In an unpredictable twist, however, Cruise himself is
accused of murdering a man he doesn't even know yet. What could this man
possible have done to have angered him so much that he would shoot him?
So Cruise is on the run from his colleagues, and he has to solve the
mystery of why he will kill him, and who set this whole chain of events
in motion. Because in this horrible future, movies are illegal, Cruise
is unable to watch the movie The Fugitive, which would have
answered most of his questions.
Spielberg is a brilliant student of film history, and
what is most impressive about Minority Report is the way that he
mixes and matches references. So the first half of Minority Report
seems a lot like the first half of The Fugitive, but the second
half of Minority Report feels more like the second half of
The Fugitive.
But Spielberg takes the movie in unexpected directions,
by bravely showing us the nightmarish future that awaits all of us. In
the future, all technology is designed with both form and function in
mind. The "function" is whatever the new technology is supposed to do,
like watch people, move people around mostly against their will, torture
them, or make them breed with pre-selected mates. But the form is
equally important, in that it is supposed to scare people as much as
possible. So they could just have floating orbs with cameras do the
surveillance, but instead they have evil robot spiders that move here
and there, and then crawl up people's faces to scan their eyeballs and
to make sure that those with weak hearts don't survive. The "precog"
mystics who see the future could have just sat in a cafe, drinking latte
and talking to each other about murders, but it's far scarier to have
them in a communal syrup solution that makes them all miserable. Toilet
seats in the future randomly send intense electrical jolts through
people's bowels. Water glasses are deliberately made to shatter in
people's mouths. Jukeboxes will occasionally ignore people's selections
and instead play "Wind Beneath My Wings" over and over and over again. I
have seen the future, and I have just wet my pants. In fear, rather than
my occasional incontinence.
None of this would work if if Spielberg didn't have such
superb actors at his disposal. Tom Cruise is brilliant as Tom Cruise, a
once-in-a-lifetime role that I think no one else could have played.
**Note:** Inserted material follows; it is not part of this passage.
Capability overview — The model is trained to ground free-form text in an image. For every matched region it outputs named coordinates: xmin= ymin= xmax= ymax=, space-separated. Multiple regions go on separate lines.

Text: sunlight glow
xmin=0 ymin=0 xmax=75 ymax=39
As
the
so-obviously-evil-that-he-must-be-the-villain-unless-the-screenwriters-have-a-trick-up-their-sleeve
Department of Justice agent, Colin Farrell is chilling but devilishly
charming with his light goatee. As Cruise's boss, Max Von Sydow has his
best role since The Seventh Seal, especially the moment when he
deliberately loses a game of chess with Death to rescue Cruise, his
young wife, and their missing son. And, in the most delightful surprise
of an endlessly surprising movie, Andy Kaufman and Carol Kane are
wonderful as Latka and Simka, the zany European couple who give Cruise
an eye transplant.
So, the big question is, is Minority Report as
good as Hook, generally regarded as Steven Spielberg's finest
motion picture? I'm going to go out on a limb and say, it's equally
good. But in some ways, it's even more impressive, because it shows the
return of Spielberg to his true form. As I pointed out in my review of
, I loved
it, but it made me just a little angry that Spielberg decided to make a
movie that made me feel a little uncomfortable at the end. But when I
watched the last half-hour of Minority Report, I was thrilled.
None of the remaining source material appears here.